A lot depends on how good a fit your tubes are in the blank, the other thing is the setting time of the CA.

I might suggest it's best not to try with thin CA for starters as it has little gap filling capability and the slightest hesitation on inserting or not correctly positioning and the CA will have grabbed.
Medium or thick will give you a few seconds more to work and provide better gap filling.

When I have a reasonable batch to do I use slow setting epoxy (Zpoxy) as opposed to CA but even this is grabbing before I can get more than 4 or 5 kits assembled.
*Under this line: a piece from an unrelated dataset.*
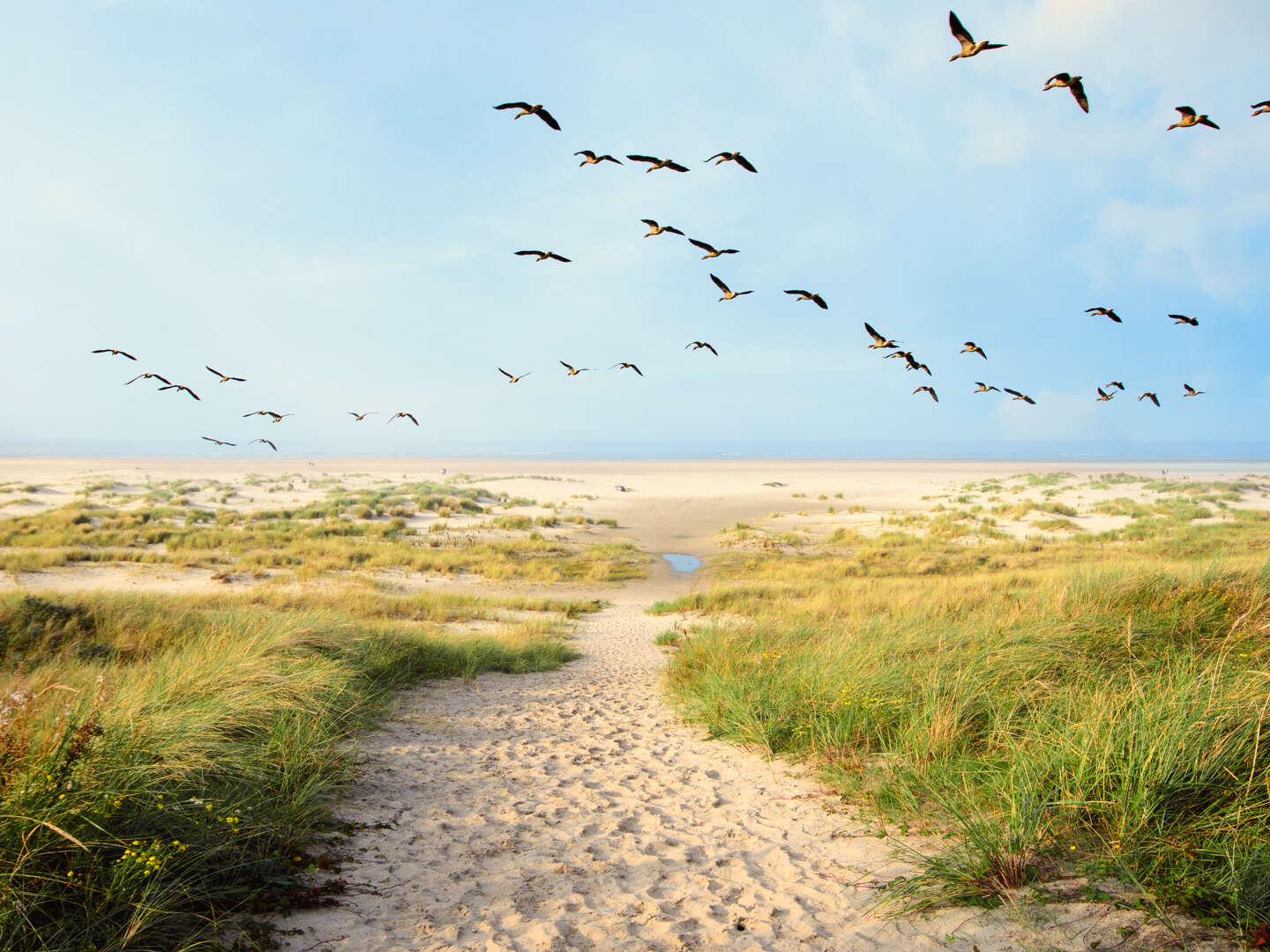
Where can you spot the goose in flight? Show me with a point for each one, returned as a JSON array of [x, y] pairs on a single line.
[[654, 163], [811, 296], [545, 256], [227, 378], [536, 109], [1191, 118], [728, 294], [1105, 312], [879, 340], [589, 158], [733, 158], [179, 387], [654, 228], [968, 46], [149, 376], [1061, 80], [972, 348], [712, 251]]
Remember it's important to fill any gaps in in the tube/blank cavity with whatever adhesive you use, the blank wall can end up 1mm or less and is easily shattered if not supported.


----------



## Dalboy (8 Feb 2011)

Melinda_dd":8ef5fkfo said:


> quick question... the CA... thin medium or thick? (hammer)



Also if you are going to use the CA for finishing either the thin or medium. As for fitting the tubes I use either medium CA or Polyurethane glue.
A good tip is when you insert the tube is to plug the brass tubes with potato helps stop the glue getting into the tube and making the components hard to fit without having to clean them out first


----------



## Jonzjob (9 Feb 2011)

I use 5 min epoxy, Z-Poxy, and as Chas said, just do up to 4 pens at the most because it starts to go off. We don't have many potatoes so I just roll up a bit of workshop paper towel and stuff it in the end and a soon as I put the tube in the blank I push it out with a strip of bamboo. That keeps the end of the tube nice and clean.

I tried the CA thick on a pen that had a Celtic Knot on it and as I tried to turn it down it flew to bits. I haven't had anything like that happen with epoxy, so I stick to what I know works.


----------